I, along with a number of people, have felt taken for fools since the announcement of not the one, but both press conferences by the PMO over the past two days. The declaration by the Health Minister that there are no cases of COVID-19 in the country, followed by a contradictory announcement by the Prime Minister, an hour or so later, on Wednesday night, goes to show just how much this government is running around like a headless chicken, no matter how much benefit of doubt one might give them. On Thursday, the announcement of a press conference which turned into a Prime Minister’s address, understandably late probably because of alleged mutiny in the Beau Bassin prison, again revealed the chaotic handling of the situation. In such circumstances, citizens look for reassurance, which can only be obtained through strong leadership.
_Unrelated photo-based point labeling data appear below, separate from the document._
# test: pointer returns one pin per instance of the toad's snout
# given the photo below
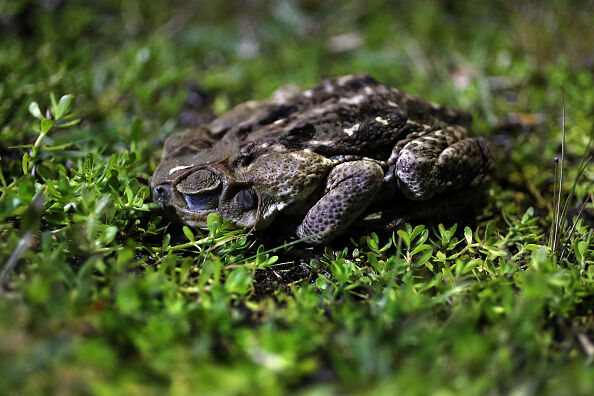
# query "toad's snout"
(162, 194)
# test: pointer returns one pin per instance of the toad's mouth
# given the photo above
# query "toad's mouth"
(206, 189)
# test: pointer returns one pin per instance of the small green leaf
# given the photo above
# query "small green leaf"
(35, 110)
(25, 163)
(468, 235)
(46, 125)
(405, 237)
(64, 106)
(189, 234)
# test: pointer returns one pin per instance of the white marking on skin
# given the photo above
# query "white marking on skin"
(321, 142)
(343, 80)
(179, 168)
(380, 119)
(353, 100)
(351, 130)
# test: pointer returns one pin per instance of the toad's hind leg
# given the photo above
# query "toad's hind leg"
(350, 188)
(442, 161)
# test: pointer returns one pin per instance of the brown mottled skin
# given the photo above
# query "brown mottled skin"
(325, 156)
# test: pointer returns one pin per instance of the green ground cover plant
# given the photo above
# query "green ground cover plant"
(99, 294)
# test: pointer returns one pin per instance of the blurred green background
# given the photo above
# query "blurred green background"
(101, 303)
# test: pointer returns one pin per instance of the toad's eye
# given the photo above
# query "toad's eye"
(201, 190)
(203, 201)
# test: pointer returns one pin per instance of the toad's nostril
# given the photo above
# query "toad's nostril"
(162, 193)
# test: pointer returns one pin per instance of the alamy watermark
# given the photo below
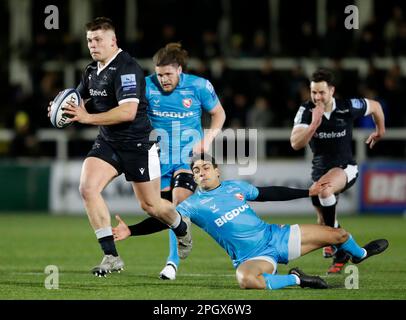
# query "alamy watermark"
(352, 281)
(52, 280)
(230, 146)
(352, 20)
(52, 20)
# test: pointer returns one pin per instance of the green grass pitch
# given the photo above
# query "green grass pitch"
(30, 242)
Here’s what I would have liked to see since Wednesday: A prime minister, announcing with due solemnity the number of people who have been tested positive for the Coronavirus, where they have come from, what ages they are, what kind of treatment they have undergone and what is the way forward, in short, the basic 5 Ws of communication, that one would have thought the different advisors on communication matter of the PMO would master. Information that we would expect the Prime Minister to give outright, without being prompted by journalists’ questions. One would have also thought that, by now, over and above care packages, the government would already have an action plan ready to be rolled out, decided during the numerous high-powered committee meetings that are touted to have taken place, and not announced piecemeal, as we go along. Moreover, one would expect the Prime Minister to be more in touch with his citizens during his address on Thursday night, explain clearly what “confinement national” means, take the time to go through all the services that are banned, because, as we know, some holier-than-thou attitude will take advantage of the loopholes in a show of superior piety.

In brief, I would have liked to see a sensitive, confident, fellow Mauritian as the Prime Minister. Instead, as much as the optimist in me hates to say, I have witnessed a bumbling speaker, struggling to keep his calm, itchy to end the press conference, a “wise after the event” message delivered, leaving us frustrated with more questions at the trying moment when we need confident and reassuring leadership at its best. I fervently pray that I will be proven wrong on the subject of this Prime Minister’s leadership and that we, as a collective, emerge from this storm, stronger and more bonded than ever.